Baseball was on Rabbi Zvi Kahn’s mind as he headed from his home in Columbus, Ohio, to the nearby Jewish Community Center after Havdalah one Saturday night in May, three years ago. More accurately, a baseball tournament.
Rabbi Kahn is headmaster of Columbus Torah Academy, a Modern Orthodox day school (K-12) that was sponsoring a first-of-its-kind baseball tournament among four Jewish high schools over one long weekend in 2010. Earlier games on Thursday evening and Friday afternoon had drawn nice crowds of visiting parents and local fans, but the Motzaei Shabbat competition, starting at 10:30 pm, was the centerpiece of the tournament. Rabbi Kahn was worried that people wouldn’t show up.
He needn’t have worried.
As he drove up to the JCC, the site of the Columbus Baseball Invitational, he saw cars vying for parking spaces. “The parking lot was full,” he says.
“I had to park farther away, on a side street.”
The Saturday night crowd, the rabbi says, confirmed that the school’s decision to establish such a sports venture was a success, giving young frum athletes a chance to compete in a kosher atmosphere without Shabbat scheduling conflicts and with bleachers full of enthusiastic supporters.
KOSHER BASEBALL
The need for such a Shabbat-considerate—if not strictly shomer Shabbat—sports tournament was revealed last winter when the boys’ basketball team of Houston’s Beren Academy, a day school whose team had reached the semifinals in its league for small private and parochial schools, became the center of a national controversy. Beren nearly had to forfeit a game, and a shot at the championship, because the semifinal and final games were scheduled to be played on Shabbat. Following a firestorm of publicity, including support for the school from largely non-Christian celebrities and politicians, and sympathetic coverage by the Houston media, a Friday evening game was changed to Friday afternoon.
Beren won that semifinal; the final game was played Saturday night. The issue created a major kiddush Hashem, educating the wider public about the specifics of Sabbath observance and the sacrifices it sometimes entails.
“[The tournament] is very important to these kids and their families,” Rabbi Kahn says.
“If adults ignore what [teens] are interested in, we’re going to lose them,” says Dr. Tricia Rosenstein, a pediatrician and Torah Academy parent.
For most teens, especially in a Modern Orthodox milieu where athletics often plays a prominent role, competitive sports are a normal—and valued—part of adolescence. This is especially so in Columbus, home of the Ohio State Buckeyes, one of college football’s most successful teams, and of fans who continue their rabid interest as alumni. On Friday night, Torah Academy students can hear the sound of fans cheering at high school football games in their neighborhoods.
The students, frum but worldly, want the excitement and recognition that surround other—non-Jewish—schools’ sports programs, family members of the day school students say.
“Kids need something a little bigger than themselves to feel part of,” says Dr. Rosenstein. “Now,” she says, “they get to hear their own cheering.”
“Athletics, like academics, provides the challenges that help shape both the mind and body,” according to the day school’s sports blog (ctaathletics.blogspot.com). “Many studies show that qualities such as commitment and desire drive our students to compete and excel in the classroom, on the field and later, in their chosen professions.” Which is why the school said yes when Steve Guinan, a baseball coach and English teacher at Torah Academy, asked whether a baseball tournament among similar Modern Orthodox institutions is feasible.
A TOURNAMENT IS BORN
Word went out over the Internet and several schools expressed interest.
First at bat were Chicago’s Ida Crown Jewish Academy, Manhattan’s Ramaz School and the Kushner Hebrew Academy in Livingston, New Jersey.

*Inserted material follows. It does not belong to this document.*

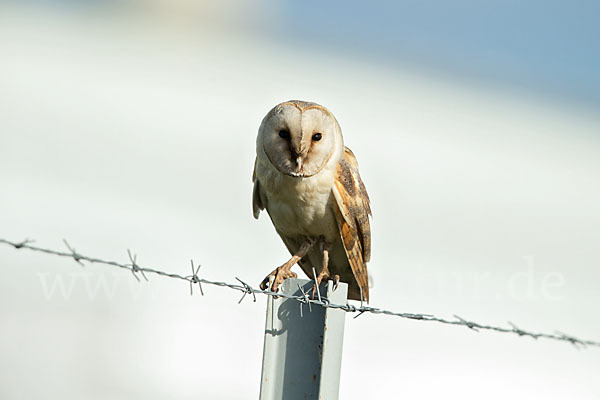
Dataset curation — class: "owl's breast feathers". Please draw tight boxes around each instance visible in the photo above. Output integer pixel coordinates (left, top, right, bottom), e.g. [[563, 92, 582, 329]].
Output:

The initial Columbus Baseball Invitational—renamed the Jewish World Series—was born within a few months. The 2012 tournament included Ramaz, Ida Crown, Yeshiva Atlanta, Kushner and Rabbi Alexander S. Gross High School in Miami. A tournament is scheduled for this coming spring as well.
“We thought it would be more local, limited to schools closer to Columbus,” says Coach Guinan. To his surprise, more distant schools signed up for the tournament, which takes place after end-of-year exams are over.